タマネギを切ったとき涙が出る辛み成分も血小板の凝集や血栓ができるのを防ぎ、血液をサラサラにする効果があることが知られています。ネギやニンニクなどの成分も同様で、納豆に含まれるナットウキナーゼには血栓を溶かす働きがあるとされています。
また、良質のタンパク質を不足させないこととともにコレステロールのバランスを保つことも大切です。コレステロールは細胞壁の材料となる必要な成分ですが、増えすぎると血管によくないのはよく知られている通り。とはいえ、これは程度の問題ですから、まったくコレステロールを遠ざけるべきではありません。大豆製品は腸でコレステロールを材料とする脂肪酸の吸収を抑制する働きがあるので、豆腐や豆類を積極的に食べるようにするとよいでしょう。

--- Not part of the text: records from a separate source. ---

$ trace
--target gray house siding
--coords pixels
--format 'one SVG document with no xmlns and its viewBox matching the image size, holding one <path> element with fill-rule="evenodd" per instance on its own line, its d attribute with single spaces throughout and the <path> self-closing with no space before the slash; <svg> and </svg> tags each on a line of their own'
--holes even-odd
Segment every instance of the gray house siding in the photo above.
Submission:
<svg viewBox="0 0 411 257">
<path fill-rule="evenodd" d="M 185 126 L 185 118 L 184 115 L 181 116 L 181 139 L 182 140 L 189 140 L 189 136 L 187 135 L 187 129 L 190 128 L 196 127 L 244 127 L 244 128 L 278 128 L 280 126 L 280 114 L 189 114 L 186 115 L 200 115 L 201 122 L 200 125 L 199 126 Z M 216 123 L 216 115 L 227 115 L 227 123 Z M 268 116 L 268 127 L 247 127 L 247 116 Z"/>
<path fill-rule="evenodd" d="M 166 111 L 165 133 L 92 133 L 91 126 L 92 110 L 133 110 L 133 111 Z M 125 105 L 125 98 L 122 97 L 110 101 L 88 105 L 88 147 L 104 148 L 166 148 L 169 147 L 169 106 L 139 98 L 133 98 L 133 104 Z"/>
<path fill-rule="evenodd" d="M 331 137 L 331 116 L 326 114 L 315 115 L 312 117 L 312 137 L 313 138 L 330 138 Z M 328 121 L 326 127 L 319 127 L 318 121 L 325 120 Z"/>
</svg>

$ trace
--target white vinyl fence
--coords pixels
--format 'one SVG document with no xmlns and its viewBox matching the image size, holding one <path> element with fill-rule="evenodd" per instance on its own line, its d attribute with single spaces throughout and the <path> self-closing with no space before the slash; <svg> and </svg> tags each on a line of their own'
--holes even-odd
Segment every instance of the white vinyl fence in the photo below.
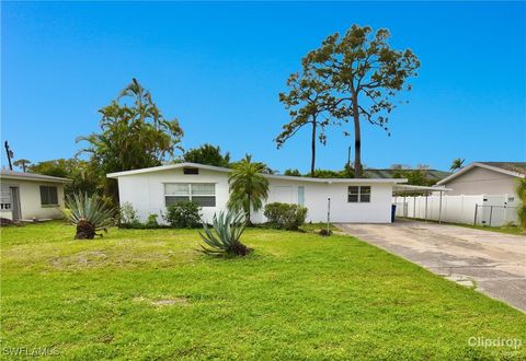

体を活性酸素から守る抗酸化物としてポリフェノールがあります。これにはワイン、ブドウ、ブルーベリーなどに多く含まれるフラボノイド、緑茶に含まれるカテキン、大豆に含まれるイソフラボンなどがあります。
さらに、ビタミンE、C、Aなども活性酸素の働きを抑え、コレステロールが酸化して血液の流れを悪くするのを防ぎます。ビタミンEとCは連携して働くため、常にこの二つのビタミンは同時に摂取するようにしましょう。ビタミンEを多く含む食品はアーモンド、ナッツ類、ウナギ、サンマ、アボカドなど。ビタミンCはイチゴ、グレープフルーツ、柿、小松菜などに多く含まれます。ニンジンや春菊など緑黄色野菜に含まれるカロテン、ゴマ(すりゴマやゴマ油で摂るとよい)に含まれるセサミノール、豆腐に含まれるサポニンも抗酸化作用をもっています。
トマトに多く含まれるリコピンも血液と血管の健康には欠かせません。これは活性酸素の働きを抑えます。生でもよいのですが、煮てスープにしたり、オリーブ油などで炒めて食べるとよりよく摂取できます。野菜が体によいとわかっていても、高齢になると生野菜はたくさん食べにくくなるもの。温野菜にしたり、ミキサーでジュースにするなど工夫してみましょう。
血管、血液によい成分が含まれている食物を紹介してきましたが、いずれも「ばかり食べ」はよくありません。いろいろ取り混ぜ、三食やおやつに振り分けて摂ることが大切です。また、体によい成分だからと無理食いするのではなく、サプリメントなどを上手に活用して必要な栄養素を補い、バランスを保っていきましょう。
食事とあわせて血管と血液のために大切なことは水分の摂取です。高齢になると体が暑さを感じにくくなりますが、意識して水分補給を心がけましょう。お風呂あがりや朝起きたときに一杯の水を飲むようにするのはとてもよいことです。就寝時、水を枕元にコップ一杯おいてトイレに起きたときなど一口飲むのもよいでしょう。